Scholia configurability

Scholia is a visual layer on top of Wikidata providing a rich user experience for browing scholarly research related knowledge. I am using the combinatie for various things, including exploring new research topics (a method, compound, or protein I do not know so much about yet), indexing notable research output (including citations), progress of Citation Typing Ontology uptake, etc. This weekend I hope to send around the final draft for the Scholia Chemistry paper.

Scholia has received a fair share of scholarly and social attention. The Scholia paper has been cited over 100 times and the websites received about 200 thousand page views each day (though we do not know how to get Toolforge to give us sufficient insight into the how and what of that count). There is a Wikipedia template to link to Scholia and some of projects I am involved in link Scholia for articles, such as WikiPathways.

With that, there is also interest in using it for other Wikibases and perhaps even random SPARQL endpoints. These things are not trivial, as Scholia uses complementary APIs, various URL patterns for some of the functionality, and generally, all SPARQL queries are tweaked to the Wikidata Blazegraph SPARQL endpoint to ensure results are returned in reasonable time. But that last requires use of Blazegraph extensions to the SPARQL standard.

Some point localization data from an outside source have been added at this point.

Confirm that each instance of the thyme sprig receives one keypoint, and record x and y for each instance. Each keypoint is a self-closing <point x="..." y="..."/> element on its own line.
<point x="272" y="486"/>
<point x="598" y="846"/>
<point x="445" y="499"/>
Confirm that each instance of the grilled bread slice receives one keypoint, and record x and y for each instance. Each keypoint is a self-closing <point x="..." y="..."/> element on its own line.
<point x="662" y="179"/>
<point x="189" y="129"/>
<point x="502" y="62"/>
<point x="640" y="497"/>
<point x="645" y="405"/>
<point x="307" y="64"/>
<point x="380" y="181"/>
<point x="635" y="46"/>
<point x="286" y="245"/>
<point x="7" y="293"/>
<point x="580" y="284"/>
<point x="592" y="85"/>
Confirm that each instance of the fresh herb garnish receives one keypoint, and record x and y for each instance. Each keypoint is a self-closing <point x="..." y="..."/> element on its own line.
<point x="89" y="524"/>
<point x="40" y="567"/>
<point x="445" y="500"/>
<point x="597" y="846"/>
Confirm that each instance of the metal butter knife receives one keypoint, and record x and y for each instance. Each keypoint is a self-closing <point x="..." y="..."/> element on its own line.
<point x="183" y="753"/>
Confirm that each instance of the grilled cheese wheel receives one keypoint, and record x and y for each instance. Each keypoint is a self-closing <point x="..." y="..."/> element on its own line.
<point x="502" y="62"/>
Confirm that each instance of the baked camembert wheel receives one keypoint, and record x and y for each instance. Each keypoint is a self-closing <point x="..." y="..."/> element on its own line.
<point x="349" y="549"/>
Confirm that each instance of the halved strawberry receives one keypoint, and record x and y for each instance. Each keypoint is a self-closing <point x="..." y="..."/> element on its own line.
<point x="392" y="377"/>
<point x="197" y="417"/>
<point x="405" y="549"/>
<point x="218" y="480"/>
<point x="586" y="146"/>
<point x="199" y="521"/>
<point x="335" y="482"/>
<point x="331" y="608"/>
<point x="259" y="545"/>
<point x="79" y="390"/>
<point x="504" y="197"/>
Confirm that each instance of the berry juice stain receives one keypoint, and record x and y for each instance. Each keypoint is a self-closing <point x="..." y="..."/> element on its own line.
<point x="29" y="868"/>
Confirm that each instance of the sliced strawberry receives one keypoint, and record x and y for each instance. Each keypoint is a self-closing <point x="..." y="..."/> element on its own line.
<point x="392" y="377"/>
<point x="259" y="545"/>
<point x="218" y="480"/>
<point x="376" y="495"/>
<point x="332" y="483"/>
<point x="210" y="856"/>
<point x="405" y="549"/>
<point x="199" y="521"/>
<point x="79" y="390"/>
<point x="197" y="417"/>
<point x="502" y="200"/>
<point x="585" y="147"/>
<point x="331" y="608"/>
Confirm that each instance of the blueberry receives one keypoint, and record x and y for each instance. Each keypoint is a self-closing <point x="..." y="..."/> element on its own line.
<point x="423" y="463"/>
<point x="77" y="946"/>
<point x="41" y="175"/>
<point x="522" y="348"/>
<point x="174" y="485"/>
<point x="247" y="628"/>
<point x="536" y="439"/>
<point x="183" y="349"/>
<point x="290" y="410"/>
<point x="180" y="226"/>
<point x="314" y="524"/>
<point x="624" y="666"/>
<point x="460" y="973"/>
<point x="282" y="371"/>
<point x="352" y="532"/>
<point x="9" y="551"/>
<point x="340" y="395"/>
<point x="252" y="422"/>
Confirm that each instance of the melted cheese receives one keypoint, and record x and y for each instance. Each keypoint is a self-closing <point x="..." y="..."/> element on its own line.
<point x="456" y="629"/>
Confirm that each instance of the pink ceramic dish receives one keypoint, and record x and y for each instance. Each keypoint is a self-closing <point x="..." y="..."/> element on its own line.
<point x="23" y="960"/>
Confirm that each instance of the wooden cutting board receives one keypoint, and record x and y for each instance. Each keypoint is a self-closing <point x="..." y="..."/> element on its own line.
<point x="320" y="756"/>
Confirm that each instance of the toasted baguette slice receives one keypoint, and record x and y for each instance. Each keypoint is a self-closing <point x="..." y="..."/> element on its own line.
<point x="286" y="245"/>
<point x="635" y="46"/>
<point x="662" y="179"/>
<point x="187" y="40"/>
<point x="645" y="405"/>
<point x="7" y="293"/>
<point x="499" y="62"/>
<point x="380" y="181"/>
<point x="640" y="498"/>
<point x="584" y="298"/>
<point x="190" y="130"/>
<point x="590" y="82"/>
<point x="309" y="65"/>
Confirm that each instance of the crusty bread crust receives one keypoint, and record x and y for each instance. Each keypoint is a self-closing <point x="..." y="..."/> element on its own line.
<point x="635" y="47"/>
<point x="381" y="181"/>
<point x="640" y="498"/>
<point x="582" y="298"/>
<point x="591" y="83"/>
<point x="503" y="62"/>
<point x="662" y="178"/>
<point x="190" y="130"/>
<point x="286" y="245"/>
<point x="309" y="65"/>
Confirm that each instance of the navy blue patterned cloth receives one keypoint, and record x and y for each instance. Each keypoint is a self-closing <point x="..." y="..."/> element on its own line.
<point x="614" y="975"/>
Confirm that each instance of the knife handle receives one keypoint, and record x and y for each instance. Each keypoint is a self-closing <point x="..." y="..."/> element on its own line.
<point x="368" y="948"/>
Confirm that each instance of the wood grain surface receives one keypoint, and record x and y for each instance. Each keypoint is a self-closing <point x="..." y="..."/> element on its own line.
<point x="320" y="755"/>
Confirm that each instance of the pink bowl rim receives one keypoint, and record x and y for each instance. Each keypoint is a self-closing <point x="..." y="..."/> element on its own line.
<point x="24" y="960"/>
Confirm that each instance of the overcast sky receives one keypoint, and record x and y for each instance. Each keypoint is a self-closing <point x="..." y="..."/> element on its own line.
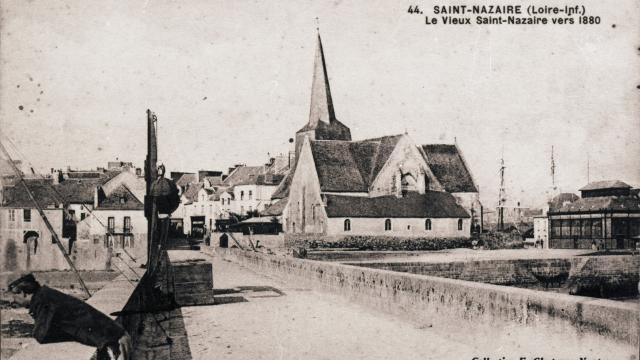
<point x="230" y="82"/>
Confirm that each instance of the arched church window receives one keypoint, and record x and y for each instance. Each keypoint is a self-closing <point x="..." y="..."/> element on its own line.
<point x="387" y="225"/>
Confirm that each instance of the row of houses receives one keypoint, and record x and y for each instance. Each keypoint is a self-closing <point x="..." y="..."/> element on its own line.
<point x="244" y="191"/>
<point x="95" y="214"/>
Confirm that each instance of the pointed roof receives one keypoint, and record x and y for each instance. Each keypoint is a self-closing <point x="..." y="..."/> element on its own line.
<point x="447" y="164"/>
<point x="321" y="101"/>
<point x="351" y="166"/>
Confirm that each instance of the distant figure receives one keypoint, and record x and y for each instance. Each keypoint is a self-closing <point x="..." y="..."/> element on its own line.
<point x="224" y="240"/>
<point x="60" y="317"/>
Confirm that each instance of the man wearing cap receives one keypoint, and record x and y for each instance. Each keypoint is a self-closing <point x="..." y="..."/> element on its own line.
<point x="60" y="317"/>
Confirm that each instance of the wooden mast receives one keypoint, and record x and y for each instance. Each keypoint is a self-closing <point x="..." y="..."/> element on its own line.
<point x="150" y="174"/>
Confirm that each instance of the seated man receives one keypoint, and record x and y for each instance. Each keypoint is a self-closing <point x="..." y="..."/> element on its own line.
<point x="60" y="317"/>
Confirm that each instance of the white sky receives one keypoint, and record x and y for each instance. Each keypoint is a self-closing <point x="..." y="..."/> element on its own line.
<point x="101" y="64"/>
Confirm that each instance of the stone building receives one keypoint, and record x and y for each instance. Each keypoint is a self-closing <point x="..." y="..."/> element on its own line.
<point x="26" y="244"/>
<point x="380" y="186"/>
<point x="607" y="216"/>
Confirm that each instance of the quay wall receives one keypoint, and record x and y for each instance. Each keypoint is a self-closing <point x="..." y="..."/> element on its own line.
<point x="452" y="302"/>
<point x="610" y="271"/>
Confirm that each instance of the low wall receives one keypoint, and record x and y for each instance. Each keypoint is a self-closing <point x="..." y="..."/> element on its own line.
<point x="617" y="273"/>
<point x="449" y="301"/>
<point x="264" y="240"/>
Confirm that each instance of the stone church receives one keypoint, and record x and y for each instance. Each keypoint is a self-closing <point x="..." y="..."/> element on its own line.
<point x="382" y="186"/>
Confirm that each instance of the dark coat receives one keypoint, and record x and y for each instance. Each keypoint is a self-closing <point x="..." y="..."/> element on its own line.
<point x="60" y="317"/>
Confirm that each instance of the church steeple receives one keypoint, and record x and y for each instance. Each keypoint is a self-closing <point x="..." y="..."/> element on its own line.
<point x="321" y="102"/>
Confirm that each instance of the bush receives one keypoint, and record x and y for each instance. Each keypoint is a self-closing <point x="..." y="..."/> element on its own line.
<point x="499" y="240"/>
<point x="371" y="242"/>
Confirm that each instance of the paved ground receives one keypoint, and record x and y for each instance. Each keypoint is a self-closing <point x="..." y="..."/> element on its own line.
<point x="260" y="317"/>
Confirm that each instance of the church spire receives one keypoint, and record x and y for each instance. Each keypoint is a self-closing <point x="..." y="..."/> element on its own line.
<point x="321" y="102"/>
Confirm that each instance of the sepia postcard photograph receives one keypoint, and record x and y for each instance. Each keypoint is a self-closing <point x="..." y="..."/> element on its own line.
<point x="309" y="179"/>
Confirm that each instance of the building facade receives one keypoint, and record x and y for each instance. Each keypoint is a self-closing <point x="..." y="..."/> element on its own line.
<point x="607" y="216"/>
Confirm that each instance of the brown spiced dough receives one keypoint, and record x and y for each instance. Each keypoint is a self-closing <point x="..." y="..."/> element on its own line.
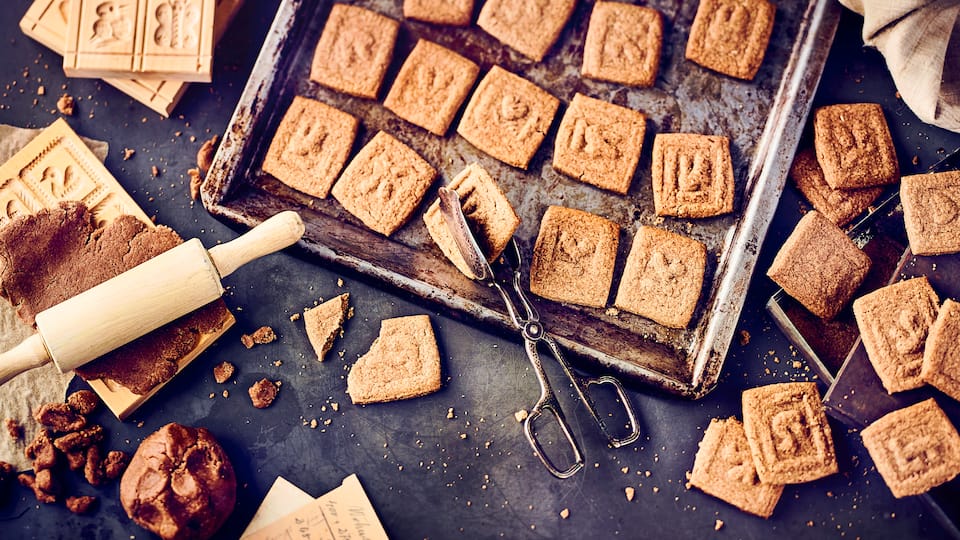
<point x="60" y="252"/>
<point x="179" y="484"/>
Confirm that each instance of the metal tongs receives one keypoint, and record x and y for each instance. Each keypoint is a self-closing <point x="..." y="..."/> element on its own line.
<point x="533" y="332"/>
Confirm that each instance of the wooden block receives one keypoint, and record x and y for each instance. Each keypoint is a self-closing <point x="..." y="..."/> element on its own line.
<point x="57" y="166"/>
<point x="46" y="22"/>
<point x="111" y="38"/>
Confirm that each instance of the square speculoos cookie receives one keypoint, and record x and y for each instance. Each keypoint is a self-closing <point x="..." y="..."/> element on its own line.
<point x="894" y="322"/>
<point x="942" y="349"/>
<point x="310" y="146"/>
<point x="354" y="50"/>
<point x="819" y="266"/>
<point x="450" y="12"/>
<point x="788" y="433"/>
<point x="838" y="205"/>
<point x="731" y="36"/>
<point x="724" y="469"/>
<point x="854" y="146"/>
<point x="623" y="44"/>
<point x="430" y="87"/>
<point x="599" y="143"/>
<point x="488" y="211"/>
<point x="508" y="117"/>
<point x="915" y="449"/>
<point x="574" y="256"/>
<point x="692" y="175"/>
<point x="528" y="26"/>
<point x="931" y="212"/>
<point x="663" y="277"/>
<point x="384" y="183"/>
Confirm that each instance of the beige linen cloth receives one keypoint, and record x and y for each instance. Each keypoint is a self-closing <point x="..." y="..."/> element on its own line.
<point x="27" y="391"/>
<point x="920" y="40"/>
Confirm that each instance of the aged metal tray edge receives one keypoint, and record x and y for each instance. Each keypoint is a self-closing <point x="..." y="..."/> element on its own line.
<point x="765" y="182"/>
<point x="767" y="177"/>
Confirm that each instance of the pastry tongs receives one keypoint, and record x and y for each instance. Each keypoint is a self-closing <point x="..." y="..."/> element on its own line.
<point x="533" y="332"/>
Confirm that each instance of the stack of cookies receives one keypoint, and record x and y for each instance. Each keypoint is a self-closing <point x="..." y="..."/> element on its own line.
<point x="785" y="438"/>
<point x="148" y="50"/>
<point x="507" y="117"/>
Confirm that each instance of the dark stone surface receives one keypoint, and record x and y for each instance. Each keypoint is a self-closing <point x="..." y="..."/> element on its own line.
<point x="422" y="477"/>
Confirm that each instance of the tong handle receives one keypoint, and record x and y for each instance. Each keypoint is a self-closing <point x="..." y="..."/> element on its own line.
<point x="550" y="405"/>
<point x="548" y="402"/>
<point x="582" y="387"/>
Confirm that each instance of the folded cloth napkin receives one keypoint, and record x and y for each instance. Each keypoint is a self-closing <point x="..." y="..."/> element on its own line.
<point x="920" y="40"/>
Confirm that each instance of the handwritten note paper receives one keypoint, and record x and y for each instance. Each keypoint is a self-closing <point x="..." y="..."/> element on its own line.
<point x="342" y="514"/>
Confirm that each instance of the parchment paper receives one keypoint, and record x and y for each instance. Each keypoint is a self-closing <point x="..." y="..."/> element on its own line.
<point x="21" y="395"/>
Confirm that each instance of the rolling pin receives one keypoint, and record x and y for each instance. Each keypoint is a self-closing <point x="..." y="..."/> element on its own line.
<point x="142" y="299"/>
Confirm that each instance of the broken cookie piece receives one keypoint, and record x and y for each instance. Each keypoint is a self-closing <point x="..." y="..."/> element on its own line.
<point x="325" y="322"/>
<point x="402" y="363"/>
<point x="262" y="393"/>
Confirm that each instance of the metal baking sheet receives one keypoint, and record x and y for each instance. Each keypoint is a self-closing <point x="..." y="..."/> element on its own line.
<point x="763" y="119"/>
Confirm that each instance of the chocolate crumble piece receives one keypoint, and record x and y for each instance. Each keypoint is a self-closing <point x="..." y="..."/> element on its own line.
<point x="83" y="401"/>
<point x="262" y="393"/>
<point x="81" y="505"/>
<point x="223" y="371"/>
<point x="260" y="336"/>
<point x="79" y="440"/>
<point x="14" y="428"/>
<point x="59" y="417"/>
<point x="93" y="470"/>
<point x="115" y="464"/>
<point x="76" y="459"/>
<point x="66" y="105"/>
<point x="42" y="451"/>
<point x="32" y="482"/>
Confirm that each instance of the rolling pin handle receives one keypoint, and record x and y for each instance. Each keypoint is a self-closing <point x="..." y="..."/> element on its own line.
<point x="30" y="353"/>
<point x="280" y="231"/>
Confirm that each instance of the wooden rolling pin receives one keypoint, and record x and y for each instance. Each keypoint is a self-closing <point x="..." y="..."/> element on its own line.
<point x="142" y="299"/>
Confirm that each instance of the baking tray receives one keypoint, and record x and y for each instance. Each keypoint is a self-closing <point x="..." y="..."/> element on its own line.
<point x="763" y="119"/>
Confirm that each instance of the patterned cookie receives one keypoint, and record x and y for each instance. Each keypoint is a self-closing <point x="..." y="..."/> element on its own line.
<point x="724" y="468"/>
<point x="915" y="448"/>
<point x="788" y="432"/>
<point x="894" y="322"/>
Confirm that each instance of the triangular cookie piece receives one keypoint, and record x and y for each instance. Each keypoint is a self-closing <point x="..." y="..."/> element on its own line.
<point x="402" y="363"/>
<point x="324" y="322"/>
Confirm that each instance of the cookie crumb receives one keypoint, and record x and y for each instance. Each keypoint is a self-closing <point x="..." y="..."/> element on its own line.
<point x="195" y="180"/>
<point x="262" y="393"/>
<point x="81" y="505"/>
<point x="260" y="336"/>
<point x="65" y="105"/>
<point x="223" y="371"/>
<point x="14" y="428"/>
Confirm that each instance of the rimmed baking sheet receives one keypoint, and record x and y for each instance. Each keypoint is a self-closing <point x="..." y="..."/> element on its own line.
<point x="763" y="119"/>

All this requires Scholia to become more independent, in a better model-view-controller model. And that actually turns out very important at this moment. That is, Wikidata is not a RDF-first database, but a Wikibase-based store. Whenever an edit is made, RDF is generated and the SPARQL endpoint is updated. Now, the number of edits in Wikidata is enormous and the notion that the SPARQL endpoint is often minutes at most behind is a huge accomplishment. But the Blazegraph platform cannot keep up with Wikidata. Blazegraph is open source, but has been bought up and development stopped from one day to another.

Therefore, a split of the Wikidata SPARQL platform is planned. This split will put one part of the knowledge in on endpoint and the other half in the other. Any query that needs information from both graphs, will have to do a federated SPARQL query. Basically, there are very few Scholia queries that do not rewriting. My first rewrite actually failed, because the rewriting is not obvious and quickly times out. To some extend, this is because now lots of results of subqueries need to be send over the network from one endpoint to the other. When the combined query basically covers half of each endpoint, that’s a lot of network traffic.

An immediate use case of the configuration is therefore running Scholia against the current three endpoints: the current official endpoint, and the two split endpoints under development. With a recent patch Finn and I worked on, this configuration looks like this (and saved as scholia.ini:

[query-server]
# Wikidata:
#sparql_endpoint = https://query.wikidata.org/sparql
#sparql_editurl = https://query.wikidata.org/#
#sparql_embedurl = https://query.wikidata.org/embed.html#

# Wikidata Split Main
sparql_endpoint = https://query-main.wikidata.org/sparql
sparql_editurl = https://query-main.wikidata.org/#
sparql_embedurl = https://query-main.wikidata.org/embed.html#

# Wikidata Split Scholar
#sparql_endpoint = https://query-scholarly.wikidata.org/sparql
#sparql_editurl = https://query-scholarly.wikidata.org/#
#sparql_embedurl = https://query-scholarly.wikidata.org/embed.html#

So, right now, we can test the impact of the split with Scholia and this patch. We would fire up a local instances of Scholia, running against one of the split endpoints, and use the Toolforge instance as baseline.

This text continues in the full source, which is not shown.